CIQ Task in FIRE 2019
Background & Motivation for the CIQ Task
Community Question Answering(CQA) has seen a spectacular increase in popularity in the recent past. With the advent and popularity of sites like Yahoo! Answers , Cross Validated, Stack Overflow , Quora , more and more people now use these web forums to get answers to their questions. These forums give people the ability to post their queries online, and have multiple experts across the world answer them, while being able to provide their opinions or expertise to help other users, a quality that encourages more participation and consequently has led to their popularity.
While general purpose CQA forums typically contain Information Seeking Questions (ISQ), many questions are not sincere in their information seeking nature, as in questions intended to troll specific groups/communities, intended to incite hate speech, or involving objectionable content, posting opinions in the disguise of questions. Such questions which are not true requests for information are termed as Non-Information Seeking Questions (NISQ) or Insincere Questions. Content moderators of CQA forums filter such questions of insincere and rhetorical nature.
Given the scale of CQA forums on the web, identifying Insincere Questions becomes challenging by human moderators. Hence automated approaches are needed, in addition to manual moderation to filter insincere questions in CQA sites. While this can be simplistically formulated as a binary classification task (either a question is sincere/insincere), insincere or non-information seeking questions exhibit diverse characteristics and hence there are a number of reasons why a question may be classified as insincere. These include the following categories:
● Rhetorical questions: questions which are non-neutral and convey a opinion or take a stand. A true request for information is not about taking a stance or expressing an opinion. On the other hand, questions which try to phrase a opinion as a question are not requests for information and are typically insincere questions.
● Disparaging/Inflammatory questions: These are questions which are intended to insult/attack certain groups of people. For instance, often sexist and trolling comments are posted as questions which are intended to offend specific minority groups or individuals
● Hypothetical or Unreal questions: These are questions which are not real and meant to be fictitious. Typically they are hypothetical and have unreal context.
● Objectionable content questions: These are questions which uses sexual content for shock value.
Given that insincere questions on CQA forums contain subtle different nuances, the track aims to find a suitbale model for Categorisation of Insincere Questions(CIQ) on CQA forums. Instead of considering this as a simple binary short text classification problem (CQA questions are typically short texts), we propose that segmenting insincere/non-information seeking questions will not only provide better identification, but also help to enable effective counter-measures based on the fine grained category it belongs to.
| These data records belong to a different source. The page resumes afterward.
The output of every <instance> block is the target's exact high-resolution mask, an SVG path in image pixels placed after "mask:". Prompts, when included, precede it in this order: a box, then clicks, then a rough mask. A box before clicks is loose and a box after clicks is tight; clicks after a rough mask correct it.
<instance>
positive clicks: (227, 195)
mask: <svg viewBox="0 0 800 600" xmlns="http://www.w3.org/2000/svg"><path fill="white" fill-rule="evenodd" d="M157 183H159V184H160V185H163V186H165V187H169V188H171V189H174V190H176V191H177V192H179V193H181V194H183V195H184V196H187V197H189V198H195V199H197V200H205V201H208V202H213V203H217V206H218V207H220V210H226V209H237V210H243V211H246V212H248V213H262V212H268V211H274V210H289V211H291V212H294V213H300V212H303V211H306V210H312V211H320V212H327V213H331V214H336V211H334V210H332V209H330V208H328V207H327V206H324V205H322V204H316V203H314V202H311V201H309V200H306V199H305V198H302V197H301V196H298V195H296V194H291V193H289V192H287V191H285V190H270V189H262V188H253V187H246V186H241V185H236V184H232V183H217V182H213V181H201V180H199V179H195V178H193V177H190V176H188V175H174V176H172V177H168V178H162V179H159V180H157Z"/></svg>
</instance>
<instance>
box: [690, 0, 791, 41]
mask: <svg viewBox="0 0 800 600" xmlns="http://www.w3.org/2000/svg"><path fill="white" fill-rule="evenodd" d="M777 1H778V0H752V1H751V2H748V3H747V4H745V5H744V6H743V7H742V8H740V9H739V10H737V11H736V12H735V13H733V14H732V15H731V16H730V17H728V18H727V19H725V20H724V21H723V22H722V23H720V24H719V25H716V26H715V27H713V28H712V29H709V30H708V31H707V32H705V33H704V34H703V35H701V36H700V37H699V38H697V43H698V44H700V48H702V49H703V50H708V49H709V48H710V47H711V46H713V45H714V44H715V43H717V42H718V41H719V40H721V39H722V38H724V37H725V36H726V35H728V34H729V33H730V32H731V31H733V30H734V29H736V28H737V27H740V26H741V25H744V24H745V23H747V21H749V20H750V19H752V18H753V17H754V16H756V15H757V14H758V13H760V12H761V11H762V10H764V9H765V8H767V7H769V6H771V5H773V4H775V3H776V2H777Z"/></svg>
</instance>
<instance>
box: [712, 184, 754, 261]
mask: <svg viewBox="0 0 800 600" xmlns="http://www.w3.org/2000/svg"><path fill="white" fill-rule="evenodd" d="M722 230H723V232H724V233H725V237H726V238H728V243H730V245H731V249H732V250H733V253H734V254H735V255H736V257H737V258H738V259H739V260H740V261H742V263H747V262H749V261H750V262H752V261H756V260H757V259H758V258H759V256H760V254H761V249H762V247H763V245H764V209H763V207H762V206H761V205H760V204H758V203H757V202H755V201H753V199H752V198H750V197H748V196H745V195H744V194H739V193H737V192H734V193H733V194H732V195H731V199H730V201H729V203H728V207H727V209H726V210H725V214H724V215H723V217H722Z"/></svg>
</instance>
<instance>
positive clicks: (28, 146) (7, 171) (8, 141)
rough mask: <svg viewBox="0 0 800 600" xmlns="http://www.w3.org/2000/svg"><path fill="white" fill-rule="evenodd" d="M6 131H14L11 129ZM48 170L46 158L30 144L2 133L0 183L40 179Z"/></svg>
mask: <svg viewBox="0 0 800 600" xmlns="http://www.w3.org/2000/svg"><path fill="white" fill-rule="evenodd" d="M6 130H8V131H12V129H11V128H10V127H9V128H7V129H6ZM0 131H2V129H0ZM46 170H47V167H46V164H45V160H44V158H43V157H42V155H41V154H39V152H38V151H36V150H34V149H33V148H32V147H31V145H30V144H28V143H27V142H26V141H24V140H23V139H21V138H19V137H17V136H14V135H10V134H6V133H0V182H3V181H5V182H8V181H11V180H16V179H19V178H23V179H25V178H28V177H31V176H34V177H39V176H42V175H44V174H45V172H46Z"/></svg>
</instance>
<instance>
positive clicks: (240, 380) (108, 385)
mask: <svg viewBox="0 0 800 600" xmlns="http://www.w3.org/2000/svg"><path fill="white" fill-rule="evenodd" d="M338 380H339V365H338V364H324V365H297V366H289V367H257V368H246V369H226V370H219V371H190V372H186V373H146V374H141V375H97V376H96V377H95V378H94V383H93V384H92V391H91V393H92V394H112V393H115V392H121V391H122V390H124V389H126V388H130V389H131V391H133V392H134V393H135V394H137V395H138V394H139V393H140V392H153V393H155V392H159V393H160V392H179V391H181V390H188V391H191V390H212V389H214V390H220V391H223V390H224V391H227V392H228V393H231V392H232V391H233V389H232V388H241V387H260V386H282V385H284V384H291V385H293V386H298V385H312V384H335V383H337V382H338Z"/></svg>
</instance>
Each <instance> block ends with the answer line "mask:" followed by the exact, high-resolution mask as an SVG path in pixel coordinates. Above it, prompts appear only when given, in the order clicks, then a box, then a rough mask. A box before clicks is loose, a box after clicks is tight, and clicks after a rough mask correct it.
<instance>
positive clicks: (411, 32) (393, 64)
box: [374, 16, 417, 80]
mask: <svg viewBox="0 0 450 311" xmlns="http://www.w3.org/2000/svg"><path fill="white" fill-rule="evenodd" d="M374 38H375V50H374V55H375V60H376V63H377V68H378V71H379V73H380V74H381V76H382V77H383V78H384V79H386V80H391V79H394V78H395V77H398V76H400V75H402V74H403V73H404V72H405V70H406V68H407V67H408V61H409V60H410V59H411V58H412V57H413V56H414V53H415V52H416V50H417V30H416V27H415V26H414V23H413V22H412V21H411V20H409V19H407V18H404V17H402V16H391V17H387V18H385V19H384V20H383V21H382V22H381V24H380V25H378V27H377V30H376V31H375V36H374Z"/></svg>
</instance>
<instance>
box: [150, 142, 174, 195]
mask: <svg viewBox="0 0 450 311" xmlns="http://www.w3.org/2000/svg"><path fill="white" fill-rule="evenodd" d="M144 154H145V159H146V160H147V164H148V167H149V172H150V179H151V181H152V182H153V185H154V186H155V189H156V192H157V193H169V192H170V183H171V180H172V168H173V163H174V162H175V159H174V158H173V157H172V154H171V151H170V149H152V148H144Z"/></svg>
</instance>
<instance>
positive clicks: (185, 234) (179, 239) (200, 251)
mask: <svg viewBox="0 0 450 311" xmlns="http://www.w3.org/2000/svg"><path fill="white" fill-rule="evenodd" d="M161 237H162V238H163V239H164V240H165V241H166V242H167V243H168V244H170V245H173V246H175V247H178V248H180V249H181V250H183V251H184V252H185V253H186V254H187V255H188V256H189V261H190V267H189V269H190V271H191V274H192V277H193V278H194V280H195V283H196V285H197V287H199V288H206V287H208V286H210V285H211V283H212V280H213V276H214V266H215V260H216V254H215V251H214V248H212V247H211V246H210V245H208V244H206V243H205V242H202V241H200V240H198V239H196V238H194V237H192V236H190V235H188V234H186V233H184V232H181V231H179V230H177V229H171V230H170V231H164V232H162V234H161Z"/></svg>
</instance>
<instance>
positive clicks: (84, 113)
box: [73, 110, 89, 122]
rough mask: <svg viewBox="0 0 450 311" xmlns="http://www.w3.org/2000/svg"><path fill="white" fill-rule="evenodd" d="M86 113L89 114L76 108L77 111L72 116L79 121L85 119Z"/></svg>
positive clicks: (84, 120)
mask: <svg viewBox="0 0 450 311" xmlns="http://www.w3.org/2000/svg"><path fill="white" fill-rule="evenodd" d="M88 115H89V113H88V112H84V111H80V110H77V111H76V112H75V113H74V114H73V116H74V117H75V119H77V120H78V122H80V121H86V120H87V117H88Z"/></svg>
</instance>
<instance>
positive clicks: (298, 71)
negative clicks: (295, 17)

While sexually explicit questions need immediate question takedown/user being suspended, rhetorical questions may only need the poser of the question to be cautioned.
Therefore, a fine grained labels set of CQA questions for identifying insincere questions has been defined as follows:
1. Rhetorical questions
2. Hate speech/inflammatory questions
3. Hypothetical questions
4. Sexually explicit/objectionable content questions
5. Other (which is the catch-all bucket for insincere questions which cannot be classified as any of the first four categories)
6. Sincere/true Information Seeking questions
The task is for differentiating true information seeking questions (ISQ) from non-information seeking questions (NISQ) by fine grained categorisation of CQA questions.
Quora has released a labelled dataset for the binary classification of Sincere/Insincere Questions which is available at: https://www.kaggle.com/c/quora-insincere-questions-classification/data. This is a 2-class labelled dataset. We provide an enhanced subset of Quora questions with fine grained category labels as defined earlier for a small subset of 900 samples. The participants are free to use the complete Quora dataset (which is only annotated for binary sincere/insincere question labels) for the task.
We specifically release a small fine grained category annotated dataset since our interest is to encourage unsupervised/weakly supervised/distant supervised techniques for this task as in real life, annotating fine grained category information would be expensive/non-scalable. Hence we would like to encourage the participants to propose novel techniques which can work well in the presence of only small amount of labelled data (instead of treating this as a standard supervised learning problem).
We will release a training dataset of fine grained annotated questions (subset from Quora dataset with fine grained category labels) and participants are free to use the original quora dataset of insincere questions (which is binary labelled) as well.
We have a test dataset annotated with fine grained category information which will not be released during the training phase. We will post this held out dataset without target labels during the evaluation phase and ask the participants to submit their results on this test dataset. To prevent manual interference in final results, the participants will be asked to share the code for running their models on the final test dataset along with results.